迫る日暮れ
大半のキックバトルバードが倒されると、残った群れは俺達には勝てないと判断しどこかへと敗走していってしまった。
引き金を引いたのは俺のはずなのに、俺には全くヘイトが向かなかったので、みんなが倒したキックバトルバードを、一匹一匹丁寧に下処理する作業に勤しんでいた。
「これで最後、全部で36匹か。これだけあれば長期的に食べられるな。」
俺が下処理をしている最中に取り出した内臓をメリッサのハチが何匹も群がって食べている。前々から思ってはいたけれど、ミツバチっぽいのに肉食とは……魔物っていうのはわからないな。
「よし、一先ずはこれで大丈夫かな。それにしても、思わぬところで時間を食っちゃったな。」
これ今日中に街に到着できるかな……。少し不安になってきた。もう一回魔物に足止めされたら、どこか広い場所でハウスキットを展開することを覚悟しておこう。
「これで今日の夕ご飯はさっきの鳥の料理が食べられるかしら~。」
「もし街につけたら、そこで外食をするつもりだったけど……たどり着けなかったらそうなるかもな。ささ、みんなあとは馬車の中でゆっくり休んでてくれ。」
みんなが馬車の中に再び乗り込んだことを確認して、俺はグレイスに再び指示を出して馬車を進める。
「いやぁ~、みんな強いっすから魔物に襲われても安心っすね。」
「そもそもグレイスが馬車を引いてるのに魔物が襲ってくることは想定してなかったよ。本来の計画じゃ、何にも襲われずに街に着く予定だったんだから。」
「確かに、自分の姿を見てもビビらないのは、なかなか度胸のあるやつだったっすね。

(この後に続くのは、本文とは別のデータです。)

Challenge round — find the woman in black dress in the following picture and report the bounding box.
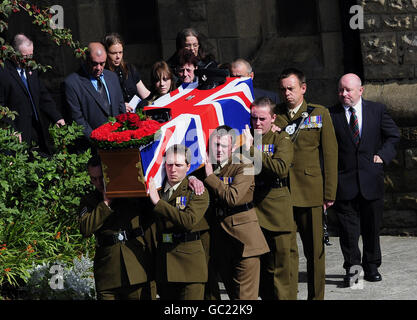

ランさんとかレイさんみたいにヤバいのもいるんすけどねぇ。」
「もしかすると北の方の魔物は凶暴なのかもな。それか縄張り意識が強いのか……。ま、どちらにせよ今日はとりあえず行けるところまで進んでみよう。」
俺はまたグレイスを温めるためにさっきの2種類のブレスを使う。
「できるだけ温めてあげるから、寒さに負けないように頑張って進んでくれ。」
「了解っす!!」
そしてグレイスのことを温めながら頑張って進んでもらったが、結局日が暮れてくる前に目的だった街に着くことはできず、道中でハウスキットを展開して今日はそこで一夜を明かすことになってしまったのだった。